Type to search.

    Formatting Markdown to find parser bugs

    While writing articles and notes for this site, I've been frustrated by problems like broken links and unterminated styles only showing up after I preview them in a browser. I've also grown accustomed to the format-on-save systems of programming languages like Zig and Go.

    There are a lot of programs that already solve this problem, including Markdown linters, formatters, and LSP servers.11 Like rumdl, mado, and Marksman. These support a much broader array of Markdown features than I use and come with their opinions baked in, which you have to tune manually. Instead, I wanted something with zero configuration and tailored to the kind of Markdown I write.

    So, instead of generating HTML, I made the Markdown parser in lift, my site generator, produce Markdown in addition to the two other kinds of files it already produced22 HTML for site content and JSON for search indexing.. This is called source-to-source translation and how many (or most?) language formatters tend to work.

              ┌────────────────────┐
              │  site-in/**/*.md   │
              └──────────┬─────────┘
                   ┌─────▼─────┐
                   │   lift    │
                   └─────┬─────┘
          ┌──────────────┼──────────────┐
    ┌─────▼────┐   ┌─────▼────┐   ┌─────▼─────┐
    │   HTML   │   │   JSON   │   │ Markdown  │
    └──────────┘   └──────────┘   └───────────┘
    

    As I developed this, I discovered a lot of parser bugs. Whenever the formatter unexpectedly introduced a change in files that I already expected to be formatted well, it indicated there was a bug somewhere. Once the bugs were fixed, I reformatted all Markdown files on my site and integrated it into my editors so it runs whenever I save Markdown files going forward.

    Parsing Markdown

    Markdown is annoying to parse because it's exceedingly permissive and the process is expected to be infallable. The specification came out of a series of ad-hoc regular expression match-and-replace rules, leading to some unintuitive edge cases. When I wrote the parser for my website, I intentionally limited the scope of what was acceptable to keep the code simple, especially since I don't have a strong background in text parsing.33 My shining moment in parser engineering was writing a series of LPeg parsers for various macOS performance tool outputs (heap, vmmap, zprint).

    Unfortunately, that meant I couldn't use John Gruber's tests or the CommonMark test cases to qualify my work. Instead, I wrote some unit tests and spot checked the HTML from my more complicated notes. By the end, I thought I nailed it and had a pretty fast and deterministic parser that could be well-integrated into my site generator. I knew there were test gaps, but I wasn't thrilled with Zig's built-in testing output44 It's sometimes useful to have a stack trace on failures, but most of the time I would rather just keep the output constrained to what's explicitly printed by the test (and the assertion of course). It'd be nice if this behavior was configurable, but I'm suspecting I need to write my own test runner (I tried using std_options but it didn't work for me). so I didn't want to spend much time on them.

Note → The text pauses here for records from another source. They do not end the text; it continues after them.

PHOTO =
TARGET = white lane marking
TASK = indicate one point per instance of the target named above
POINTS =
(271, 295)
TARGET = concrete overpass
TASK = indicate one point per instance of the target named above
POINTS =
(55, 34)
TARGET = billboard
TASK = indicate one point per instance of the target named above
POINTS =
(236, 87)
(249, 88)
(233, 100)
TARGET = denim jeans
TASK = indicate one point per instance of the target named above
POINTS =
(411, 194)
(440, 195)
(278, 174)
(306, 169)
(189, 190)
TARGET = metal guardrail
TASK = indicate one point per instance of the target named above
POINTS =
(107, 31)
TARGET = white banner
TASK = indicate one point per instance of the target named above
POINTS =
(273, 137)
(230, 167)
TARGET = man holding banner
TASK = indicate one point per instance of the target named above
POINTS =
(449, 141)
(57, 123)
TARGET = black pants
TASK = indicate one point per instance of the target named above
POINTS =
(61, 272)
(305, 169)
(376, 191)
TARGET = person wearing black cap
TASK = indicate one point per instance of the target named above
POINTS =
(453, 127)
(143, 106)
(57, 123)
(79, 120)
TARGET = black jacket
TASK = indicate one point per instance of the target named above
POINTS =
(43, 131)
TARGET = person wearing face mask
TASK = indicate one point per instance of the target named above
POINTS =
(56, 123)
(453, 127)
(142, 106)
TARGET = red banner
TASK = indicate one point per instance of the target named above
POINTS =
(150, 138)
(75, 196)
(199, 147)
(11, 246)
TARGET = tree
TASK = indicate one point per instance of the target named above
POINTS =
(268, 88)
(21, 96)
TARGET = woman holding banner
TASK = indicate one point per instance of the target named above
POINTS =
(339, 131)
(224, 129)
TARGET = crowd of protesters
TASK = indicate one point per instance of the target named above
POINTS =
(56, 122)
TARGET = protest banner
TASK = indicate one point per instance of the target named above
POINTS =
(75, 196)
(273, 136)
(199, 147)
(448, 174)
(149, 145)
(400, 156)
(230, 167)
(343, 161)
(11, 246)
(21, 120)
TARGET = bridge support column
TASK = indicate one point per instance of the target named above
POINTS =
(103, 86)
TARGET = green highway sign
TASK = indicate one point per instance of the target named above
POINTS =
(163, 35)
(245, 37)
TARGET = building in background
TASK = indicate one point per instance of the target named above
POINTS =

    It was only when I started working on the formatter and linter that I noticed a whole crop of new issues, including a few that were actively impacting notes on my site.

    Parser bugs

    Here are a few of the bugs I fixed while working on the formatter:

    I also had to add a few affordances to the tokenizer and lexer to carry through more context from the source file. The main example of this is "loose" vs. "tight" lists: whether there's a blank line between list items or not. I wanted some lists to stay tight and dense because the text in them was so short, like the notes page. But usually, if there's a paragraph in a list item, I want there to be spacing around it to more clearly set it apart. I added a blank field to the list item tokens that indicated whether it was preceded by a blank line.

    Testing

    Originally, lift's unit tests used a custom "expect-lexed" helper that made sure an input Markdown produced a sequence of lexemes, either in the block or inline parsers. This worked pretty well for regression tests, but it wasn't the most convenient to iterate on. Despite Zig's lovely syntax for literals, the lexemes were still a lot of typing and line noise.

    With the formatter though, I could write a new kind of quasi-snapshot test that looks like this:

    test "formatMindown: spacing and indentation of nested paragraphs" {
        try expectIdempotentFormat(
            \\- Nested.
            \\
            \\    - Multiline.
            \\    Paragraph.
            \\
            \\    Original level.
            \\
            \\    More paragraph.
            \\
        );
    }
    

    expectIdempotentFormat ensures that running the formatter on the input string introduces no changes to the text. This is way less test code than checking lexemes manually and kind of fun to write.

    In the future, I'll be adding an integration test to ensure there are no changes to any of the site's input files after running the formatter.

    Editor integration

    I'm currently using a few different editors, so I had to set each of them up separately.55 In practice, all settings but Nova's are generated by a single module in my Nix configuration that's enabled if I'm on my personal machine. I've translated them to their outputs here. The formatter runs as a subcommand of the lift program I use to generate the site and takes the file to read as its positional argument, or - to use stdin.

    Now, no matter where I end up tweaking the site's content, the Markdown will remain tidy.